My first misstep four days ago, my initial taunt of the gods of the kitchen?  I changed the menu.  I had a bad need for some venison tenderloin au Poivre.  Brushing off years of tradition without so much as a wink or a Hail Mary, I decided to serve Bambi over Bessie.  Not the end of the world by any stretch of the imagination, but it was just the first of my many transgressions.  Transgressions that would eventually lead to the gods raining down their disapproval.

Next, I invited guests at the last minute.  Ingredients had been purchased, veggies had been prepped, peppercorns had been pestled to pieces, charcoal was very nearly glowing orange to match the fading light of the western horizon.  I thought, "What the hell.  I can stretch it."  More starch!  More veg!  I got this.  Again, not exactly the culinary equivalent of clubbing baby seals, but still, the lords of cast iron would soon set forth the furies of caramelization on their terrible steeds of vengeance.

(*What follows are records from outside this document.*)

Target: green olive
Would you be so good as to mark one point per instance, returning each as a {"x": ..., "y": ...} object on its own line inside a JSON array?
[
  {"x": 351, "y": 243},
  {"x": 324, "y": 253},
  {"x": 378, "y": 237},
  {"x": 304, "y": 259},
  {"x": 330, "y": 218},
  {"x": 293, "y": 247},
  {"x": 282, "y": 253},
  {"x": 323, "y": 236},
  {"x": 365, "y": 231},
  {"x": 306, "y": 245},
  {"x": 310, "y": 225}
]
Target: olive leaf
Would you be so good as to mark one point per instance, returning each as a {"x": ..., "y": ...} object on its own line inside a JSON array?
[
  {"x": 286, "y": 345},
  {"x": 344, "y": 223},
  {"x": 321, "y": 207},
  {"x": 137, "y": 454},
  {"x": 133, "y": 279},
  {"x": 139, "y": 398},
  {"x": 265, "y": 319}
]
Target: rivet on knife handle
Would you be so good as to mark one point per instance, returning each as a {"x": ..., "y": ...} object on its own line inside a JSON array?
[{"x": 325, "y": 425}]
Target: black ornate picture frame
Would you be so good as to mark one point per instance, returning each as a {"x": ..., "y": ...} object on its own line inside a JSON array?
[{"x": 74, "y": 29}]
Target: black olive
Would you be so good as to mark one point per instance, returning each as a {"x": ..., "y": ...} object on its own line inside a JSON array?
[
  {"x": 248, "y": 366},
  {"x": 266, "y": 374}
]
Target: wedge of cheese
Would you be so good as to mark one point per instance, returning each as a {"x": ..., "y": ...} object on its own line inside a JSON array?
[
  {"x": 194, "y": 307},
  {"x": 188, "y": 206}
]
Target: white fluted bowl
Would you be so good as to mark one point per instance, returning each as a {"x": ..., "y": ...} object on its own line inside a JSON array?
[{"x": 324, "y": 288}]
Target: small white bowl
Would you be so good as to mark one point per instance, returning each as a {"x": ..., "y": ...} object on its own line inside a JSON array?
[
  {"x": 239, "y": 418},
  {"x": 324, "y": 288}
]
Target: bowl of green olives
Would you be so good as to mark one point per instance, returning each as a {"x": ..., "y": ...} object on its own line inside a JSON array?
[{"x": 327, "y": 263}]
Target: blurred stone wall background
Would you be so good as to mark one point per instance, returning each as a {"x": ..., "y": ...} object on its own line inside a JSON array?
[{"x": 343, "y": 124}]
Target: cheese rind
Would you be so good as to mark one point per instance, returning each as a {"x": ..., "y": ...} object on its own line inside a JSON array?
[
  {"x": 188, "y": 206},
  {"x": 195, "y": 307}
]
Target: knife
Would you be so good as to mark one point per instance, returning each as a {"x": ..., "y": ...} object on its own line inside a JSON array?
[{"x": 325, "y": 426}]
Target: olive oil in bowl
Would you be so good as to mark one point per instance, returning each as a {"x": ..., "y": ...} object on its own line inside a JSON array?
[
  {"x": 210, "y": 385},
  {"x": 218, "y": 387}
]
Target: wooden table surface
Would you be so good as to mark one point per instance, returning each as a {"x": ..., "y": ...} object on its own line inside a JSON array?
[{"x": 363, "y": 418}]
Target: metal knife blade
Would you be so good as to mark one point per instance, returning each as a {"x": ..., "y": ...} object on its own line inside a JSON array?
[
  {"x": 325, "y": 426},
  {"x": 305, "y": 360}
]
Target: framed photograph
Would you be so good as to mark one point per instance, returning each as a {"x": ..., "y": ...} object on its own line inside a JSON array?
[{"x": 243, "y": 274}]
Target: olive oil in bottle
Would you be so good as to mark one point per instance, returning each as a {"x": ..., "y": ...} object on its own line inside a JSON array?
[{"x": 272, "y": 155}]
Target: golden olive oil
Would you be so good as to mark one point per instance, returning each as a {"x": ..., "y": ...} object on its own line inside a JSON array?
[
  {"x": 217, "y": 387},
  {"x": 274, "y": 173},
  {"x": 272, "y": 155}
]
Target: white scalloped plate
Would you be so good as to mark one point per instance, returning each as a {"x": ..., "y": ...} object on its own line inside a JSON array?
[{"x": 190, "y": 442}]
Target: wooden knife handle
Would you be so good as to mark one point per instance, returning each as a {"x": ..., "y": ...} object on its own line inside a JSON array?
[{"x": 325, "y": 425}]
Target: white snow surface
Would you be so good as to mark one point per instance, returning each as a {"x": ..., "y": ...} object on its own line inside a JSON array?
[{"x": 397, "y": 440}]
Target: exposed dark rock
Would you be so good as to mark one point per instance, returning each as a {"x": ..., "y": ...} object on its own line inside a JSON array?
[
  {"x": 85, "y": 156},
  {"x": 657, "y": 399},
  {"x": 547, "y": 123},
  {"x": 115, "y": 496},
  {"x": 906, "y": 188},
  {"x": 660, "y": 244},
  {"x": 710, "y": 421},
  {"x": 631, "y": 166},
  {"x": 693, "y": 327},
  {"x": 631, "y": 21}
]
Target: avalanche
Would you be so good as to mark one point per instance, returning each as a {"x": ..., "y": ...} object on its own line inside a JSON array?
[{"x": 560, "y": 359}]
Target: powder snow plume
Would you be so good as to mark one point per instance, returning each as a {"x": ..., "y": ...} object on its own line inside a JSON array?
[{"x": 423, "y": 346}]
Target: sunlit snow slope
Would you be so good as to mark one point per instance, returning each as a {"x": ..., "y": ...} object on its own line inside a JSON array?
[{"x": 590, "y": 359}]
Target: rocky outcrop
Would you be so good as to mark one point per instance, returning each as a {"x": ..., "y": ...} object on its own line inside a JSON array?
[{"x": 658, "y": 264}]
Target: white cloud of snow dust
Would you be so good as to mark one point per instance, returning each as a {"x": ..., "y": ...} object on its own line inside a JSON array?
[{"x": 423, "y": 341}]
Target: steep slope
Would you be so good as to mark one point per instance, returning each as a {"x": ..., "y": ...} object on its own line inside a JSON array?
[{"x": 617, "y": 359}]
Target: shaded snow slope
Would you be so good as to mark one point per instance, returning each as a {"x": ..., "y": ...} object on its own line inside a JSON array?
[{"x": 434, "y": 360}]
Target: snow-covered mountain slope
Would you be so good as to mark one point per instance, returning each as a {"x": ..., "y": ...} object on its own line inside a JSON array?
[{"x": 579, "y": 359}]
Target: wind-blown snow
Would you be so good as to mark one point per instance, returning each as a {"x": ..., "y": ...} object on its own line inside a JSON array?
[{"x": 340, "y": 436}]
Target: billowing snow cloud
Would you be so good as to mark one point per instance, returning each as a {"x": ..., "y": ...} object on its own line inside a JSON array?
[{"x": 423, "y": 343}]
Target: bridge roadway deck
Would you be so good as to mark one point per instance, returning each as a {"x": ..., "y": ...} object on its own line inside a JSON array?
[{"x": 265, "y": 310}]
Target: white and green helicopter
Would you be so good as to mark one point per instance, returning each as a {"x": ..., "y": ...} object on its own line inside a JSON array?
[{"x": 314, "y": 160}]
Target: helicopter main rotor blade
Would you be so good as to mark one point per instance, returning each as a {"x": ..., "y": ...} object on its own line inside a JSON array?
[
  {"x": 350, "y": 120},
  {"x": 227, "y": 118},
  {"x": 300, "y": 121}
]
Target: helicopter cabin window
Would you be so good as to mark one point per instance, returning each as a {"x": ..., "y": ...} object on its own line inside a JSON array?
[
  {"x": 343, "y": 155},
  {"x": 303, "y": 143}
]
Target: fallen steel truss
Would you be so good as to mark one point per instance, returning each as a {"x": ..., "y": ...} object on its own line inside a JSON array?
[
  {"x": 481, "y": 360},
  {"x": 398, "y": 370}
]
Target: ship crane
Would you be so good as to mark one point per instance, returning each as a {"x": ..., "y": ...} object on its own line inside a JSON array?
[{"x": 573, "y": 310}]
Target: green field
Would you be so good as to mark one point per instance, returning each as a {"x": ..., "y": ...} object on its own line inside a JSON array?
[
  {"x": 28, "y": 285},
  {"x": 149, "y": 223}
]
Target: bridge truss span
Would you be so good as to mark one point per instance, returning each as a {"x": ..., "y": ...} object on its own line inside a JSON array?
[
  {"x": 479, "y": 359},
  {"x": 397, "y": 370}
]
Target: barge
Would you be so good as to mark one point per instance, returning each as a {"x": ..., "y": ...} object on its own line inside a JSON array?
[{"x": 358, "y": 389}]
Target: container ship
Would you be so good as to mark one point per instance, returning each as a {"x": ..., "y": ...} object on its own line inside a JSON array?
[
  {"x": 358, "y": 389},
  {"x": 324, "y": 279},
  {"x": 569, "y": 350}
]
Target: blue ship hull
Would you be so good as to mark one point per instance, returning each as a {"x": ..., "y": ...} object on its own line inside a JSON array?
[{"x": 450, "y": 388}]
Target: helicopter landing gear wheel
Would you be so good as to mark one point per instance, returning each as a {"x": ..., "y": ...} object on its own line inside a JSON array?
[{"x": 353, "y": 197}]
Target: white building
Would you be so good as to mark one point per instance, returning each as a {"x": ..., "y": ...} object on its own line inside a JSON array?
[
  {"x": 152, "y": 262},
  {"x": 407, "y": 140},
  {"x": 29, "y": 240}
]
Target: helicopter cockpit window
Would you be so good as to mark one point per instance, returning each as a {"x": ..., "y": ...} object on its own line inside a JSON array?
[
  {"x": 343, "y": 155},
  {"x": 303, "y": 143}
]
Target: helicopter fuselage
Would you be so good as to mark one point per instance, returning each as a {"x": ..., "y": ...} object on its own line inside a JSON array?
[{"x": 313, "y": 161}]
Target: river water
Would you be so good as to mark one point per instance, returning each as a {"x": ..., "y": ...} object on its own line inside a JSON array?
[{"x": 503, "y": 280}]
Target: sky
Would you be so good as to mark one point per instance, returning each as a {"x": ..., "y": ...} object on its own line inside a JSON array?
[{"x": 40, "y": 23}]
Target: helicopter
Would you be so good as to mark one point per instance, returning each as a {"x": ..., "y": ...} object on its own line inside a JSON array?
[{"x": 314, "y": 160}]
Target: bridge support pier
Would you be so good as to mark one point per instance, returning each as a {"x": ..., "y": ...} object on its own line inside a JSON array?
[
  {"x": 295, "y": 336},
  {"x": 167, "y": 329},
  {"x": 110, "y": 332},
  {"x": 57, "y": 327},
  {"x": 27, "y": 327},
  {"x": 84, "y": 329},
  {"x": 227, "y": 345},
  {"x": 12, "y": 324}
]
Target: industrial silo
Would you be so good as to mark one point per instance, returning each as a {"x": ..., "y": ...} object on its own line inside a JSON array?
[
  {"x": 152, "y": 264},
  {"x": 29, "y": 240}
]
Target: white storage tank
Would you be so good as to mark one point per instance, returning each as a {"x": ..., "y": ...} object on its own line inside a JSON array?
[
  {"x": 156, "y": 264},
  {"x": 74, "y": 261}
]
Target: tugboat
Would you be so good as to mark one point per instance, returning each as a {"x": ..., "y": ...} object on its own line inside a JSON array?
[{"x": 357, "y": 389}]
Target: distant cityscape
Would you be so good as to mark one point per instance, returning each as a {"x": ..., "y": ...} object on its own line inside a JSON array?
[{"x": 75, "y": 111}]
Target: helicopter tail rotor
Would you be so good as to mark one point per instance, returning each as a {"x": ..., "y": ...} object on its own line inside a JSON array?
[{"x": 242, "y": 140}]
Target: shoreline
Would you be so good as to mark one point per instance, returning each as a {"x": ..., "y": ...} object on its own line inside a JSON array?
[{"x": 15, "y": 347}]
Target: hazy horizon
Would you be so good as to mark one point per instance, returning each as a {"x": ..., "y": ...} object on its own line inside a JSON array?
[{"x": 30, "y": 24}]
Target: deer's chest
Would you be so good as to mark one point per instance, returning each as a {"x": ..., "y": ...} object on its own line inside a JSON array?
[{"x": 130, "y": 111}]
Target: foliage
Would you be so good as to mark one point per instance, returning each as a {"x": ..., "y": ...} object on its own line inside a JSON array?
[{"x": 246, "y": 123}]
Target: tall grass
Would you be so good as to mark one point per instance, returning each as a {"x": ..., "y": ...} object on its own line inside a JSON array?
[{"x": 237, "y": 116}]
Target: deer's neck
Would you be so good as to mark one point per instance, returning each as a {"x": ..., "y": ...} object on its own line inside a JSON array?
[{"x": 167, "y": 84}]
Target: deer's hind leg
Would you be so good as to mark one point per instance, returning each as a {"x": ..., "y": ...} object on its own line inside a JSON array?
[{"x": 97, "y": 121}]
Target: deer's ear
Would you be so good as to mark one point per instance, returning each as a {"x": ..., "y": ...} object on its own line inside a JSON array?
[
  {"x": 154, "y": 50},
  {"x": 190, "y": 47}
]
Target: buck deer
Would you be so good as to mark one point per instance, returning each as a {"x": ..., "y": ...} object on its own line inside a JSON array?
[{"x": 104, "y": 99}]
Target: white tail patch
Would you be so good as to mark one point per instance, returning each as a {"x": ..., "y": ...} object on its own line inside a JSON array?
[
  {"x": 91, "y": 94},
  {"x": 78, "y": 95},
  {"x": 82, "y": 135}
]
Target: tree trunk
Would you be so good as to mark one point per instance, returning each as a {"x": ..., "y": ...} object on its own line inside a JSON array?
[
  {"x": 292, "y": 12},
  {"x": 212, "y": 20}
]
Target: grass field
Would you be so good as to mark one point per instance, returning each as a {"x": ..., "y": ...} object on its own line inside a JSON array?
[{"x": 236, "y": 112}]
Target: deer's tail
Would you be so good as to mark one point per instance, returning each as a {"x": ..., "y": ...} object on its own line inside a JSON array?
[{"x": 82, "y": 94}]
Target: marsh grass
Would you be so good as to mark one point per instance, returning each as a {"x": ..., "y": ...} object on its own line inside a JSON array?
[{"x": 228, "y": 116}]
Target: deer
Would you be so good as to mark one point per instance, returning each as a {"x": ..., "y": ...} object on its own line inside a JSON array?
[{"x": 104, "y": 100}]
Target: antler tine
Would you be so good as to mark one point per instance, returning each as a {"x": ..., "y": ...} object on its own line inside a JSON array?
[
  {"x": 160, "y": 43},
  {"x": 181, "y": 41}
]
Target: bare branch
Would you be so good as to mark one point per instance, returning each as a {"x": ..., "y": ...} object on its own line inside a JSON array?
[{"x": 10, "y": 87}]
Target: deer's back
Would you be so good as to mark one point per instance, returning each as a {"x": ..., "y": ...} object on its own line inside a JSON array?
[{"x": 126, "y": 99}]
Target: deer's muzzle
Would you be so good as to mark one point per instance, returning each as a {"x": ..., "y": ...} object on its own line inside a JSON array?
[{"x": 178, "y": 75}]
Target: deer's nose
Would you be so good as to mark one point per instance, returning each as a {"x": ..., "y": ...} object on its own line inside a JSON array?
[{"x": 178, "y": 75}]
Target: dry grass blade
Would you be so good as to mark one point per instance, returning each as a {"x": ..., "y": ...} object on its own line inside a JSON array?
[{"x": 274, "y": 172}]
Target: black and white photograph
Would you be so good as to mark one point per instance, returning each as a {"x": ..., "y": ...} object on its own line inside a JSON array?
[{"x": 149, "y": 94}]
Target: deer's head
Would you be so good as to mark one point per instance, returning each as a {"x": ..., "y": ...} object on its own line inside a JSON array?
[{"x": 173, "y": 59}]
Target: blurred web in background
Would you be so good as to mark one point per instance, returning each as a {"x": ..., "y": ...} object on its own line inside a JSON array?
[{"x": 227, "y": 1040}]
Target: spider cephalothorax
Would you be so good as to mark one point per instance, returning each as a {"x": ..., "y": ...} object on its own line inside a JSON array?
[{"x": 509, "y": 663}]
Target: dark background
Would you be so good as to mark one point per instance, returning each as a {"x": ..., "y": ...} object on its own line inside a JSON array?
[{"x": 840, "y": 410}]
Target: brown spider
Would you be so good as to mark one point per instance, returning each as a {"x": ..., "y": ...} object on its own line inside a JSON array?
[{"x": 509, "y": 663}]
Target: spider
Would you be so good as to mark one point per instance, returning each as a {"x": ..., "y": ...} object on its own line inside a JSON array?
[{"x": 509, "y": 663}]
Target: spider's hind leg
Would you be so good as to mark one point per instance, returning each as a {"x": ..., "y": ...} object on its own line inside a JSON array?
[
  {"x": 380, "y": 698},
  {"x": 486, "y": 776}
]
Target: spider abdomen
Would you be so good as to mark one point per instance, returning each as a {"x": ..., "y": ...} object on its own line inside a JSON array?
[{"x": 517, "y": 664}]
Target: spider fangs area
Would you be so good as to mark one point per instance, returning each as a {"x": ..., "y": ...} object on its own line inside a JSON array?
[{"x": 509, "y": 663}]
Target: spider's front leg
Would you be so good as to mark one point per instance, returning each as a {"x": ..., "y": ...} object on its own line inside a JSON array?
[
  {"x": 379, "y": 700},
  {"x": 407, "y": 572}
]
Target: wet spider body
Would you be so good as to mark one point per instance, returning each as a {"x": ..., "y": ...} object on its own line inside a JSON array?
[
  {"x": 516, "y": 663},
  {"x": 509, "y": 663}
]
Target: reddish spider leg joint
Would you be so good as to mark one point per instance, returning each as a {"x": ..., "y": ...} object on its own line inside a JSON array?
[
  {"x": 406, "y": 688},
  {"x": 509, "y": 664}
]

Lastly and most egregiously, I thought it best to perhaps sample the wine before sitting down to the table.  This is one of the minor sins of cooking with family.  Not normally a harbinger of horrific karmic mojo in a home kitchen, opening the bottle when you have three courses to cook for the clan, is nonetheless, seldom a good idea.

Having gone out of vogue in restaurants sometime around the moment Al Gore created the Internet, Steak au Poivre can still be the prom queen at home.  And despite it's seemingly self-aggrandizing title, at least to the ear of Joe Beergut, Steak (or venison) au Poivre is pretty damn simple to make.  It's a one pan entree.  With the Frenchy name and big showy fireball when you dump in the booze, it's definitely a crowd pleaser in the kitchen.  Throw that rich silky sauce over some gorgeously cooked meat, and you won't get any complaints at the table either.  Vive la France, and pass the Lipitor!  Fellas, if you want to impress your lady friend with minimal mental investment, I can teach you to knock this one out of the park in three beers.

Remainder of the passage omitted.